FGD1 encodes a guanine nucleotide exchange factor (GEF) that specifically activates the Rho GTPase Cdc42; FGD1 mutations result in Faciogenital Dysplasia (FGDY, Aarskog syndrome), an X-linked developmental disorder that adversely affects the formation of multiple skeletal structures. To further define the role of FGD1 in skeletal development, we examined its expression in developing mouse embryos and correlated this pattern with FGDY skeletal defects. In this study, we show that Fgd1, the mouse FGD1 ortholog, is initially expressed during the onset of ossification during embryogenesis. Fgd1 is expressed in regions of active bone formation in the trabeculae and diaphyseal cortices of developing long bones. The onset of Fgd1 expression correlates with the expression of bone sialo-protein, a protein specifically expressed in osteoblasts at the onset of matrix mineralization; an analysis of serial sections shows that Fgd1 is expressed in tissues containing calcified and mineralized extracellular matrix.
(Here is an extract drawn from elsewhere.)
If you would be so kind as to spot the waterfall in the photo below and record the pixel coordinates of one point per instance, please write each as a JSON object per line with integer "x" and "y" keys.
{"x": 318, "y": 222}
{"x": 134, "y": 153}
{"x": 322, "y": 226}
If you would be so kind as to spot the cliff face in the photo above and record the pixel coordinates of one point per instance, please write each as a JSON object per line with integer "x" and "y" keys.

Fgd1 protein is specifically expressed in cultured osteoblast and osteoblast-like cells including MC3T3-E1 cells and human osteosarcoma cells but not in other mesodermal cells; immunohistochemical studies confirm the presence of Fgd1 protein in mouse calvarial cells. Postnatally, Fgd1 is expressed more broadly in skeletal tissue with expression in the perichondrium, resting chondrocytes, and joint capsule fibroblasts. The data indicate that Fgd1 is expressed in a variety of regions of incipient and active endochondral and intramembranous ossification including the craniofacial bones, vertebrae, ribs, long bones and phalanges. The observed pattern of Fgd1 expression correlates with FGDY skeletal manifestations and provides an embryologic basis for the prevalence of observed skeletal defects. The observation that the induction of Fgd1 expression coincides with the initiation of ossification strongly suggests that FGD1 signaling plays a role in ossification and bone formation; it also suggests that FGD1 signaling does not play a role in the earlier phases of skeletogenesis. With the observation that FGD1 mutations result in the skeletal dysplasia FGDY, accumulated data indicate that FGD1 signaling plays a critical role in ossification and skeletal development.